Там, цепляясь за сучья, — освещенные дымным пламенем, выхватывавшим из темноты искаженные лица, согнутые спины, чудовищные нагромождения ветвей, — в воде, в грязи, в гибели копошились люди. Они работали, сорвав с себя шинели, и сквозь разодранные штаны и рубахи проступали их напряженные, потные, исцарапанные в кровь тела. Они утратили всякое ощущение времени, пространства, собственного тела, стыда, боли, усталости. Они тут же черпали шапками болотную, пропахнувшую лягушечьей икрой воду и пили ее торопливо и жадно, как раненые звери…
А стрельба подвигалась все ближе и ближе, делалась все слышнее и жарче.
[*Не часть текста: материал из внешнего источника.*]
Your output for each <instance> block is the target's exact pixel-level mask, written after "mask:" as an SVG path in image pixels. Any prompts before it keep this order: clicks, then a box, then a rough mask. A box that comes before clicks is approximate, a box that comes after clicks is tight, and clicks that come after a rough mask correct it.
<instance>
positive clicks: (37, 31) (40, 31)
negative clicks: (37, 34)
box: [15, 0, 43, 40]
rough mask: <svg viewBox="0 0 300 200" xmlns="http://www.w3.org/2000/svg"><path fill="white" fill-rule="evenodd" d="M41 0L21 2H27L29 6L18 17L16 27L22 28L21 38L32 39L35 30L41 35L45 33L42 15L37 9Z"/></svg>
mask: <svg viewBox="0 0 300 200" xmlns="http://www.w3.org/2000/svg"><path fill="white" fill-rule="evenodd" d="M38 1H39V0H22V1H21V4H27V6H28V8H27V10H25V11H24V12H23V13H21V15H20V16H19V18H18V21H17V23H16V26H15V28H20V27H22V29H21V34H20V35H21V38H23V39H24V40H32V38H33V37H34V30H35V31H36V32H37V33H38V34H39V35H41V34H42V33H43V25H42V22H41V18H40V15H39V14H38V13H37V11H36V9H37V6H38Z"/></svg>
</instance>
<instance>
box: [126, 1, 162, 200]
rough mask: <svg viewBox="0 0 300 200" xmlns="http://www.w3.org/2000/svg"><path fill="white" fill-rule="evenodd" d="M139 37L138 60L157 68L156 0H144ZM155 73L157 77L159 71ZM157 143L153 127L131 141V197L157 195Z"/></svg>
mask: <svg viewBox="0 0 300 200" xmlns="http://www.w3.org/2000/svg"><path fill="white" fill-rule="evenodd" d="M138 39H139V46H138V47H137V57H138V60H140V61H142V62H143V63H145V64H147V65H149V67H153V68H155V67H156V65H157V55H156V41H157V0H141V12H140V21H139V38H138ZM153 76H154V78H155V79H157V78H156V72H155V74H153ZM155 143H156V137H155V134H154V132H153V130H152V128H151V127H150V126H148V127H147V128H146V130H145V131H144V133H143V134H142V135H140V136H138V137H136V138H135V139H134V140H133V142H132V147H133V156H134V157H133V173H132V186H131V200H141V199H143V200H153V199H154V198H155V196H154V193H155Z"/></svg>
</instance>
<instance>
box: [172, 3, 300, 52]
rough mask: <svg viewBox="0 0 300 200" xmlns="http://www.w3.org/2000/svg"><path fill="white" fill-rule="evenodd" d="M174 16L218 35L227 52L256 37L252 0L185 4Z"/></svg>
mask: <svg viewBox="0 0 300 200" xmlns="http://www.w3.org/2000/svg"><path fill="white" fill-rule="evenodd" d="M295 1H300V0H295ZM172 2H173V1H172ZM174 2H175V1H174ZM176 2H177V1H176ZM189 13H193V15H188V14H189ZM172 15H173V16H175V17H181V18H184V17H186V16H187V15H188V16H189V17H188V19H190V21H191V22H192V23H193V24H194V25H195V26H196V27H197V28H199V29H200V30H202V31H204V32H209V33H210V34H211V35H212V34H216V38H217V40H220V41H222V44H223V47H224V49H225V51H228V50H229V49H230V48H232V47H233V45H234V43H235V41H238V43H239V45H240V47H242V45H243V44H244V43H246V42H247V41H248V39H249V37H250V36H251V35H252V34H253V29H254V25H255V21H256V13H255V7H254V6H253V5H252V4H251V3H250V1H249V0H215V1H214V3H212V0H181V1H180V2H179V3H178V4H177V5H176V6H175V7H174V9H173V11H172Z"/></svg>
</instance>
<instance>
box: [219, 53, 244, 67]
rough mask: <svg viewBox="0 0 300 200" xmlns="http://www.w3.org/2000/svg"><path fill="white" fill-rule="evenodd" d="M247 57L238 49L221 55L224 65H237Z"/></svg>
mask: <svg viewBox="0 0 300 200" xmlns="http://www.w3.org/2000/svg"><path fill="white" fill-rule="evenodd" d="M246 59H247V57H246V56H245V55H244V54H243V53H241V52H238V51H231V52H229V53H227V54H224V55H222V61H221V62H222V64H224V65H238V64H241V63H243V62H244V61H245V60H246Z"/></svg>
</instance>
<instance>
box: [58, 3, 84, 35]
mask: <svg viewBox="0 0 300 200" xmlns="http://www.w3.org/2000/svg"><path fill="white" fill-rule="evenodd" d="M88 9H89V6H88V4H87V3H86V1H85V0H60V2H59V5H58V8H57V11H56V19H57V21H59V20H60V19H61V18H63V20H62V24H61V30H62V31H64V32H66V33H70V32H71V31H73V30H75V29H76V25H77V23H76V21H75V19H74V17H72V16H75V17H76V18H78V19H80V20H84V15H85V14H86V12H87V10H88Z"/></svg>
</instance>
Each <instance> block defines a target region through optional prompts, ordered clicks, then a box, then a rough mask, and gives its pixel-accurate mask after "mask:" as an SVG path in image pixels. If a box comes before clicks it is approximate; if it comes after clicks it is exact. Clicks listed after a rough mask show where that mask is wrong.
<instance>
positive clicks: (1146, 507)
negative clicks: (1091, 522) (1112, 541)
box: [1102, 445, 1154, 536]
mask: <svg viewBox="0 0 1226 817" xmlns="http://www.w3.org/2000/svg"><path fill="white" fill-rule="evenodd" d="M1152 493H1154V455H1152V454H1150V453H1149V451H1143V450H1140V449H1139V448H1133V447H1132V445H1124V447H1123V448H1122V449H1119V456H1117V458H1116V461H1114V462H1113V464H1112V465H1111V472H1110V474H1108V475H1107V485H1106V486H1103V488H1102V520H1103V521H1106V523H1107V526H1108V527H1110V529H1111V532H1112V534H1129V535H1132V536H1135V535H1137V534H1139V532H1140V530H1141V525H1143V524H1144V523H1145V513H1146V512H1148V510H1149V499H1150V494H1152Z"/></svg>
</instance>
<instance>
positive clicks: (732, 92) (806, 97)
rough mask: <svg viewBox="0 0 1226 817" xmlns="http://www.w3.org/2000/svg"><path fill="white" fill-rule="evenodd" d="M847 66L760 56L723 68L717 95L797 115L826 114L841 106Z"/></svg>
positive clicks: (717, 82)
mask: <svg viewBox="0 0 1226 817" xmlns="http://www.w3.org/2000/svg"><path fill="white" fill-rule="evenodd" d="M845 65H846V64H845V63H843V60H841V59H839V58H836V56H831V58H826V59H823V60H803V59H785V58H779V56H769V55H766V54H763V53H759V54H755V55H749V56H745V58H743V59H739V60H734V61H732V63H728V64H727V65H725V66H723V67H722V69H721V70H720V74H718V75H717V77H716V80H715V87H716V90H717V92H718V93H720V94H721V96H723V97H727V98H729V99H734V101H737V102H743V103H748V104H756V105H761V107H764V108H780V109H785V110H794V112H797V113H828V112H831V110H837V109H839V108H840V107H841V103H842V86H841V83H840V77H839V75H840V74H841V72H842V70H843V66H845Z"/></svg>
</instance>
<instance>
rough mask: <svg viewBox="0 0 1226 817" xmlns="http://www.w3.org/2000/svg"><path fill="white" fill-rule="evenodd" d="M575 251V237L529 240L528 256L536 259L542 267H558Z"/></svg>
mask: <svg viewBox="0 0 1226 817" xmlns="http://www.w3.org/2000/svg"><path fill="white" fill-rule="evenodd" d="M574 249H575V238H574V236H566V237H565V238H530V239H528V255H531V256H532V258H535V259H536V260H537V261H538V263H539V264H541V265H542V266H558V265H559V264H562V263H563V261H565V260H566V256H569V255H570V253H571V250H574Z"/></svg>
Бакланов одного за другим слал людей и спрашивал: скоро ли?.. скоро?.. Он потерял до половины бойцов, потерял Дубова, истекшего кровью от бесчисленных ран, и медленно отступал, сдавая пядь за пядью. В конце концов он отошел к лозняку, который рубили для гати, — дальше отступать было некуда. Неприятельские пули теперь густо свистели над болотом. Несколько человек работающих было уже ранено, — Варя делала им перевязки. Лошади, напуганные выстрелами, неистово ржали и вздымались на дыбы; некоторые, оборвав повода, метались по тайге и, попав в трясину, жалобно взывали о помощи.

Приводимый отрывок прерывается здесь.